Streets in the capital were near-deserted while schools, businesses, factories and stores remained closed.
Government offices were open but with no buses or private transport running, bureaucrats were forced to walk to and from work.
Officials and residents in the major cities of Pokhara, Bhaktapur, and Lalitpur reported similar scenes, while the strike also paralysed Bhairahawa and Palpa districts and other southern regions, officials contacted by telephone told AFP.
The strike also affected the turnout at two protest rallies called Tuesday by an alliance of five political parties which have been behind a campaign to force the king to reverse his 2002 dismissal of the elected government, party leaders said.
In Ratna park, near the palace in Kathmandu, only about 20,000 activists turned out for the sixth straight day of protests, a sharp drop from the 50,000 who had attended on Monday.
In Bhaktapur, the ancient capital, some 10,000 protestors staged a public rally marked by the chanting of angry anti-monarchy slogans.
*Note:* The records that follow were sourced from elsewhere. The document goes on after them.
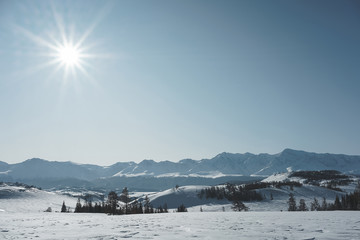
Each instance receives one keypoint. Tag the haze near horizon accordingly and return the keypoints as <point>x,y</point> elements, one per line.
<point>109,81</point>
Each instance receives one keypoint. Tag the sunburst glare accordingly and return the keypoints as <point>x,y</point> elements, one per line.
<point>66,51</point>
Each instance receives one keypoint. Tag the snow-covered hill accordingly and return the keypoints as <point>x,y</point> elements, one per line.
<point>27,199</point>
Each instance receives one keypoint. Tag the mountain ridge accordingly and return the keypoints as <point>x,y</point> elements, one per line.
<point>225,163</point>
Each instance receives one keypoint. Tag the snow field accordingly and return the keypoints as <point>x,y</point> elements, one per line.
<point>206,225</point>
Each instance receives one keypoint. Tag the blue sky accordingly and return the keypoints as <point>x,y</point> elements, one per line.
<point>168,80</point>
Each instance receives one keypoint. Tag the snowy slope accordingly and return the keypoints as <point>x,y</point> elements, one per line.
<point>223,225</point>
<point>20,199</point>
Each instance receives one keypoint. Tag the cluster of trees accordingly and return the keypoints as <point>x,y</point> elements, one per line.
<point>113,206</point>
<point>319,175</point>
<point>230,192</point>
<point>17,184</point>
<point>347,202</point>
<point>333,178</point>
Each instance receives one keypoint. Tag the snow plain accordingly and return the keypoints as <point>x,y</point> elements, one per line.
<point>192,225</point>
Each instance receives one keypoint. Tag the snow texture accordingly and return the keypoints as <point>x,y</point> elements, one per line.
<point>215,225</point>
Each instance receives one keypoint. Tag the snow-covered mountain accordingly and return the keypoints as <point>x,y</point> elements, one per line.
<point>223,164</point>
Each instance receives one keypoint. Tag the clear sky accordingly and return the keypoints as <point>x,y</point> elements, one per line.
<point>108,81</point>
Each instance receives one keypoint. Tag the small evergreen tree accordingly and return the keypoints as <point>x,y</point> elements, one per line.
<point>324,205</point>
<point>124,197</point>
<point>291,203</point>
<point>181,208</point>
<point>239,206</point>
<point>146,205</point>
<point>302,205</point>
<point>165,208</point>
<point>337,203</point>
<point>112,201</point>
<point>78,207</point>
<point>63,208</point>
<point>315,206</point>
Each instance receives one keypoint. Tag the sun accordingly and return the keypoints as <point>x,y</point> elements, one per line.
<point>69,55</point>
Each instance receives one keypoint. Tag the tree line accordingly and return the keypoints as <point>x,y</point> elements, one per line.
<point>349,201</point>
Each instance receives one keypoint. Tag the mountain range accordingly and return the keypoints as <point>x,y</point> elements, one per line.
<point>224,165</point>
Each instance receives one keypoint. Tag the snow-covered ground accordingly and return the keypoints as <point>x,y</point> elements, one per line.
<point>205,225</point>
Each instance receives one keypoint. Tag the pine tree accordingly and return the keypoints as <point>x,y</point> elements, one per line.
<point>337,203</point>
<point>291,203</point>
<point>63,208</point>
<point>239,206</point>
<point>324,205</point>
<point>124,197</point>
<point>165,208</point>
<point>302,205</point>
<point>112,201</point>
<point>315,206</point>
<point>181,208</point>
<point>146,204</point>
<point>78,206</point>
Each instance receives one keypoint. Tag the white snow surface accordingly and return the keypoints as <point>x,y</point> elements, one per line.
<point>209,225</point>
<point>22,217</point>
The five-party alliance had asked the Maoists to hold off their three-day strike, saying it would hamper efforts to transport protestors to the demonstrations, but their pleas went unheeded.
The Maoist rebels, whose insurgency has left more than 9,500 people dead since 1996, are sworn enemies of the king and have a different agenda to the that of the parties - they want a communist republic.
The Maoists' elusive leader Pushpa Kamal Dahal, better known as Prachanda, has offered moral support to the alliance, saying they share a common cause against the "feudal forces" but an outright coalition against the king appears unlikely because of long-held mutual suspicion.
King Gyanendra, apparently undaunted by the wave of agitation and bloody attacks by Maoists in various parts of the country, is touring rural areas and was Tuesday to visit Lumbini, the birthplace of Buddha, in south-western Nepal.
The king has largely ignored the alliance, saying his priorities were to crush the Maoists and root out corruption left over from the parties' rule. He has promised elections by April 2005, but the parties demand they be held under a "neutral" government.